I'm selling NFLX at $250/sh.

Discussion in 'Stocks' started by ptrjon, Mar 10, 2011.

  1. ptrjon

    ptrjon

    I'll be out of it by Christmas.

    :)
     
  2. hiptogo

    hiptogo

    u going to hold it until then?
    wow... what price u get it at?
     
  3. ptrjon

    ptrjon

    bought at 150, sold half at 205 a few weeks ago.
     
  4. BwPirt

    BwPirt

    I'm one of those saps that thought it could double. I bought at 210. I'd like to sell at 265.
     
  5. ptrjon

    ptrjon

    the thing that amazes me is that there is stil 30% short interest at this price. That means that 130% of the companies shares aren't selling yet at these prices... this is a recipe for further success.

    Yesterday as I was watching a show on hulu, they bombarded me with 3 hulu plus ads and I'm thinking, "no way they're getting $8 a month from me". People just don't get how weak Netflix's competitors are. Hulu just isn't going to be a high revenue business.

    The people have voted, and they choose netflix and redbox... and both have plenty of room to grow.
     
  6. Pekelo

    Pekelo

    You forgot Amazon, whose service is actually a better deal right now, and if their database gets built up, will be a huge competitor to Netflix.
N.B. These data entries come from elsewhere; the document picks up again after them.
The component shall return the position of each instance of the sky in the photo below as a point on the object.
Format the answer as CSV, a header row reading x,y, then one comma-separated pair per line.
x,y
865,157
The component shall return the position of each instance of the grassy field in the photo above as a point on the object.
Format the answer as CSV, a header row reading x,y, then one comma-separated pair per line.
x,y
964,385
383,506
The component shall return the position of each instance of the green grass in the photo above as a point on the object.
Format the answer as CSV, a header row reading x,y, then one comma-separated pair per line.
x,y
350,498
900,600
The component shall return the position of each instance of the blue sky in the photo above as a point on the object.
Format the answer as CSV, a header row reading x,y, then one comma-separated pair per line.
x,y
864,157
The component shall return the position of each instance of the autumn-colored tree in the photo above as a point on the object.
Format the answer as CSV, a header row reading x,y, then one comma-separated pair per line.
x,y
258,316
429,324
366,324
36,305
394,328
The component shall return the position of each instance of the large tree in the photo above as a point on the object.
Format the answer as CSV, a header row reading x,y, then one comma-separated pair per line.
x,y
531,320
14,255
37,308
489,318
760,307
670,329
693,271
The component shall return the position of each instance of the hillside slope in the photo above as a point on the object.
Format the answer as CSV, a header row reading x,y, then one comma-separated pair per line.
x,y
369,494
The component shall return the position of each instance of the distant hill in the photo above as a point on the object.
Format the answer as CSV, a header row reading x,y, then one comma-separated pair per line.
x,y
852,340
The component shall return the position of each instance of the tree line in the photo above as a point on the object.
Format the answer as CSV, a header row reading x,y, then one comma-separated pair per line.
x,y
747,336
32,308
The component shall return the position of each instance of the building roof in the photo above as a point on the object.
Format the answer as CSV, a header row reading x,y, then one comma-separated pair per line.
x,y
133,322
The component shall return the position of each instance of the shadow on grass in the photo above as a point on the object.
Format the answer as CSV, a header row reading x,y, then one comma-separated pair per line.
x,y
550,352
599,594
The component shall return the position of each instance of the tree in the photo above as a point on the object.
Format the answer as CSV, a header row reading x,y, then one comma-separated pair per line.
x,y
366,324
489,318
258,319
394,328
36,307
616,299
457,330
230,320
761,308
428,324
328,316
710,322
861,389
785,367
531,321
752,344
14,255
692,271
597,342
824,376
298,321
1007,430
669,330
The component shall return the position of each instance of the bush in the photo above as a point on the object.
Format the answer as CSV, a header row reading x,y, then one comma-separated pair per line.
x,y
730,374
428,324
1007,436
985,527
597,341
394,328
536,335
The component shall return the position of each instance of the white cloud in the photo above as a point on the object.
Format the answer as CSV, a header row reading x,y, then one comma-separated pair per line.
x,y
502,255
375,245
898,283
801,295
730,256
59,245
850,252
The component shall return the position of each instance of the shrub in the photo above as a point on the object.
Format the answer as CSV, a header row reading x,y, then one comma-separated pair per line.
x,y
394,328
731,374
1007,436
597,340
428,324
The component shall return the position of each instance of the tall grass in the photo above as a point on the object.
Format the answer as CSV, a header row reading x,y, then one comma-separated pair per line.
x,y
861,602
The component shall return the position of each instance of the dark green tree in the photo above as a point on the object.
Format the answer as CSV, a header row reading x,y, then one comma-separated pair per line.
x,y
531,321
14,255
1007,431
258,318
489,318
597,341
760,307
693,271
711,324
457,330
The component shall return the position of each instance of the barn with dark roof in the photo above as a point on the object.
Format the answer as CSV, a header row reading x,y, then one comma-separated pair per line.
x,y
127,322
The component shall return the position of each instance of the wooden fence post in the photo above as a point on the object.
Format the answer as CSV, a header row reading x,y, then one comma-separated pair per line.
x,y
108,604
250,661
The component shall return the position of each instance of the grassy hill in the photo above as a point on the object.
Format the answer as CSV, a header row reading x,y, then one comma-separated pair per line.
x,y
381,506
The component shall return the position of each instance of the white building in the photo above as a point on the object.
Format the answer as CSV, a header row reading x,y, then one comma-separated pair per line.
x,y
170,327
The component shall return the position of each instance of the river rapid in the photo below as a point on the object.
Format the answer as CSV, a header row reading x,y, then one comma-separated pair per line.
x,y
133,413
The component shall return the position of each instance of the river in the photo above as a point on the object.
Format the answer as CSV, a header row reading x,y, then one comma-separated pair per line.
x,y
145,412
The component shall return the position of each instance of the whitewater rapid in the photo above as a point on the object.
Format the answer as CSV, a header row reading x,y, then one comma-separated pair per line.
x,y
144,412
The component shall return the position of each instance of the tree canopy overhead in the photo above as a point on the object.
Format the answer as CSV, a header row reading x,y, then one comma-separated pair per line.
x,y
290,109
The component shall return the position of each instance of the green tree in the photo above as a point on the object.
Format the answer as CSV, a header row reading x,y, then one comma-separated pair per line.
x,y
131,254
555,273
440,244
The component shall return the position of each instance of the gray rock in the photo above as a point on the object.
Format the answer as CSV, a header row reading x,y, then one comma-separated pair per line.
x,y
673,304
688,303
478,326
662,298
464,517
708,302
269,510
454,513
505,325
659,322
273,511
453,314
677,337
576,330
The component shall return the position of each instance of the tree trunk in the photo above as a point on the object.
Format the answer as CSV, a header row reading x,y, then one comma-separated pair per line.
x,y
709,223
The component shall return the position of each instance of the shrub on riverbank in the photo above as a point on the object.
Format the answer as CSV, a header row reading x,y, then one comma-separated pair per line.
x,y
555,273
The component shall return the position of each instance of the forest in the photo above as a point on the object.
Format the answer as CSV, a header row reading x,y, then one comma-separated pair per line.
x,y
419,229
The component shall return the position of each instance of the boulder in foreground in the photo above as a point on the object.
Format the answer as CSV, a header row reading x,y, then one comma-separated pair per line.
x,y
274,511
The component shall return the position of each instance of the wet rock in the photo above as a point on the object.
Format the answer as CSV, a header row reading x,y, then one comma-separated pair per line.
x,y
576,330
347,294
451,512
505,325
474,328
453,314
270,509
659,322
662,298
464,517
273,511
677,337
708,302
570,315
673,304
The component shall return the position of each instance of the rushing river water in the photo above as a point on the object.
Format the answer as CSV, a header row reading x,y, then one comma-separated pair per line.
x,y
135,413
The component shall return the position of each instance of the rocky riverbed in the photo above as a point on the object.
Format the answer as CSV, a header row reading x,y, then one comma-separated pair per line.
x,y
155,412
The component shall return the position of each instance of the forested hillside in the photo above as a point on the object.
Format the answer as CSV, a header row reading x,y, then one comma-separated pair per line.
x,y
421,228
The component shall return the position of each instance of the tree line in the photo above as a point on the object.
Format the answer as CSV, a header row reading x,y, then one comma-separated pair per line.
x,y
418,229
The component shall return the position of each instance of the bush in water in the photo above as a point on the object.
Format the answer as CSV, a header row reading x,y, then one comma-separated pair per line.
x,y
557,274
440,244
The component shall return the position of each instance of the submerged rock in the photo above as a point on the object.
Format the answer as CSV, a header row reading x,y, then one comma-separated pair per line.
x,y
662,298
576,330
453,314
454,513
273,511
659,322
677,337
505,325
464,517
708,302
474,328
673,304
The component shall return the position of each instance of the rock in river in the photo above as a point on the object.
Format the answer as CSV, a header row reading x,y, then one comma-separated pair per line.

    Also Facebook is playing with the idea of streaming movies. Oh yes, have we mentioned the usage caps by AT&T?? There are just so many things that can go wrong with Netflix, and I don't even see how they make good money with all their costs.

    I can get 6 movies a month (their return is fast), that is 6 x 80 cents, $4.8 just for shipping out of the $12 monthly fee. (they introduced streaming only options for a reason) Then throw in copyrights, CDs etc. and their profit is disappearing.

    You mentioned Redbox, and if you don't stream movies, that is actually a better deal, because you get 10 movies for $12 and you don't have to wait for it in the mail.

    So Netflix's possible problems are:

    1. Increased competition from other online streamers.
    2. Usage caps from ISPs.
    3. Other cheap movie distributors, like Redbox.
    4. Movie studios want a bigger share.
     
  7. I've been in NfLX with Roth IRA since $53 :)
     
  8. "Increased competition from other online streamers"

    Netflix needs to have every movie available digitally as well as on dvd, why isn't this the case? If they already have the rights to distribute it through DVD then whats the problem with being able to stream it also?
     
  9. Netflix is a good speculative long, if only because of 30% short interest. Those shorters are stuck since $100. GMCR is another good long.
     
  10. Netflix is one of those businesses that represents the revolutionary change in the way we consume content. It's hard to predict if Netflix will maintain their market dominance but what's certain is that they and their direct competitors will drain revenues from traditional media retailers and TV networks.

    The impact that the internet was predicted to have on our lifes during the height of the dot com boom is now starting to materialize. The difference between that period and right now is that some business models have proven to be highly profitable and even promote the formation of natural monopolies. Those businesses will continue on a high growth path in an otherwise stagnating economy.